MASP, MBL-associated serine protease; MBL, mannose-binding lectin; SNP, single-nucleotide polymorphism.

A deficiency in the plasma of an activator of complement has long been suspected as a factor that predisposes some individuals to recurrent infections. In 1968, a case of a 3-month-old girl with severe dermatitis, diarrhea, and recurrent bacterial infections was associated with a defective phagocytosis.1 Subsequent investigations demonstrated that the phagocytic defect was corrected in vitro by the addition of heterologous plasma, and thus, a deficiency in a plasma activator of complement was suspected. Because this was also observed in several of her relatives, a genetic origin was very likely.1 However, the exact nature of this plasma activator of complement was not known for 2 decades, until 1987, when this was suggested as mannose-binding lectin (MBL).2 Produced primarily by the liver, MBL is a major activator of the lectin pathway of complement, which serves a central role in innate immunity together with a sophisticated network of cells, barriers, and molecules that establish rapid, efficient, yet nonspecific defense against invading pathogens, while the pathogen-specific adaptive immune response is undergoing development.
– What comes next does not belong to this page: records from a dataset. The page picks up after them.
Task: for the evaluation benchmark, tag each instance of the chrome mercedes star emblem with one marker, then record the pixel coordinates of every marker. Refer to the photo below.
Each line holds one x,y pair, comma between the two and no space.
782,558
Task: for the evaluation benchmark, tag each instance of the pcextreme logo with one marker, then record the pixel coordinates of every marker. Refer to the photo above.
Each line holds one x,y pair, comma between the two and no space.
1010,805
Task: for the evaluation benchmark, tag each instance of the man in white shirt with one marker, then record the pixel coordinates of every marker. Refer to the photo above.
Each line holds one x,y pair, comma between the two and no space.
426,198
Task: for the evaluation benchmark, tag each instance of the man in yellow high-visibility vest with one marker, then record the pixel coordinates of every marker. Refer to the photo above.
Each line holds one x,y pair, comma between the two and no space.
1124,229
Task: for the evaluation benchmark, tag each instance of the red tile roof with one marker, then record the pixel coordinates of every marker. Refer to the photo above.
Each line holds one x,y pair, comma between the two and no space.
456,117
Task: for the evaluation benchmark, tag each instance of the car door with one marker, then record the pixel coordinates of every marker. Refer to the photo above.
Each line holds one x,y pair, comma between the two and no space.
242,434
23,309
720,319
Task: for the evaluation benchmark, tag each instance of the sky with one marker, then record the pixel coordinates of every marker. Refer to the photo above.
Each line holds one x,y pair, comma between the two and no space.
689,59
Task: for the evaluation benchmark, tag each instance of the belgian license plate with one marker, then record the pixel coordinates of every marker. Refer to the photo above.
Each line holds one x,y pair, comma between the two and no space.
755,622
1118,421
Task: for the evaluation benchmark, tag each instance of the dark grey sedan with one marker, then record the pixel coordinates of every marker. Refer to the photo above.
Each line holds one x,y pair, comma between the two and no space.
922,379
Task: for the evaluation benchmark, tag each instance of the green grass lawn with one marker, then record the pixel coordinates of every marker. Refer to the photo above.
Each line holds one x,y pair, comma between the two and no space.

MBL is one of the major soluble pattern recognition molecules that recognize pathogen-associated carbohydrate moieties present in microorganisms. MBL recognizes a variety of pathogens including gram-positive and gram-negative bacteria, fungi, viruses, and parasites, thereby highlighting its broad spectrum of immunologic activity. Three related soluble pattern recognition molecules that function to recognize acetyl groups (whether presented from carbohydrates or other compounds) are the ficolins (designated as ficolin-1, ficolin-2, and ficolin-3). Recognition of pathogen-derived polysaccharide and acetyl molecular patterns by MBL and ficolins, respectively, results in engagement of MBL-associated serine proteases (MASPs, primarily MASP-2),3 leading to complement activation (particularly the lectin pathway) and antimicrobial responses characterized by opsono-phagocytosis and formation of a membrane attack complex that causes direct lysis of the pathogen.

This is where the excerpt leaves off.